The passport, which Massoud had told him to put into his shirt pocket, had stopped eight pieces of shrapnel from entering Khalili's heart and had thereby saved his life.
"God saved me, but always God is helped by some means."
About the death of Massoud he said:
"When you are buried in the hearts of the people, you are always alive."
"Whenever you fight for the right cause, if you die, you don't die. But if you fight for the wrong cause, you never live."
Two days later the attacks of September 11, 2001, killed nearly 3,000 people on U.S. soil.

==Recent activities==
After the fall of the Taliban regime Masood Khalili served as the ambassador of Afghanistan to India from 2001 to 2006. In 2007 he was appointed as ambassador to Turkey. To promote the Afghan Culture, Khalili recently translated a book of poems of his father Ustad Khalilullah Khalili into English. About the presence of foreign troops in Afghanistan he said in 2008:
"[T]hose boys give their lives for Afghanistan; a boy from America, Holland, France giving his life, we always admire him. [...] I wish he [Massoud] could be alive today, to see the world is now helping Afghanistan."

About the struggles faced by his country he stated in 2006:

"[W]e should not again be interfered with, covertly or overtly, by any neighbouring country. They have the potential to destabilise us. If that is stopped, leave the country to the Afghans.

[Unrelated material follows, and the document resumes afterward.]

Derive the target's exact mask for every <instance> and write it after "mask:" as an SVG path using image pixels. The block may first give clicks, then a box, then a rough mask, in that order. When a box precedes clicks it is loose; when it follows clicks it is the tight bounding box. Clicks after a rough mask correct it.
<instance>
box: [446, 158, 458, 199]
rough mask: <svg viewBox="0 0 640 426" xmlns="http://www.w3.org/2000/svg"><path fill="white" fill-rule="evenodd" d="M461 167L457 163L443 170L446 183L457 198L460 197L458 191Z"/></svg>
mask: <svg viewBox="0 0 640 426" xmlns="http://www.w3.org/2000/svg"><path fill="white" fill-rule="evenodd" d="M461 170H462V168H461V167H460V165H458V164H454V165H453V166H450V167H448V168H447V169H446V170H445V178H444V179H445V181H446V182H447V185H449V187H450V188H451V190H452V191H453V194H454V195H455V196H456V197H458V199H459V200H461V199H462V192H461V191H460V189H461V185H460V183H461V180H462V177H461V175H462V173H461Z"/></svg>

We will make many mistakes but ultimately we will come through. [...] Give us time. After 25 years of war, at least give us 20 years to stand again. This is not easy. The people want to live in peace. Help us with our economy, just so that we can stand again. [...] For 25 years people have seen war. They have lost 1.5 million people. Imagine it -- the pain of the loss of a brother, the loss of a son. We have a phrase that you will never know the fire as long as you are not in it. May God not put any country in the fire that we were in."

Khalili was later appointed the Afghan ambassador to Spain in 2010. In August 2019 he was mugged on the street in Barcelona suffering a leg injury while in the city to attend celebrations marking Afghanistan's Independence Day. His €17,000 watch was stolen as part of a significant increase in aggressive petty thefts in the city.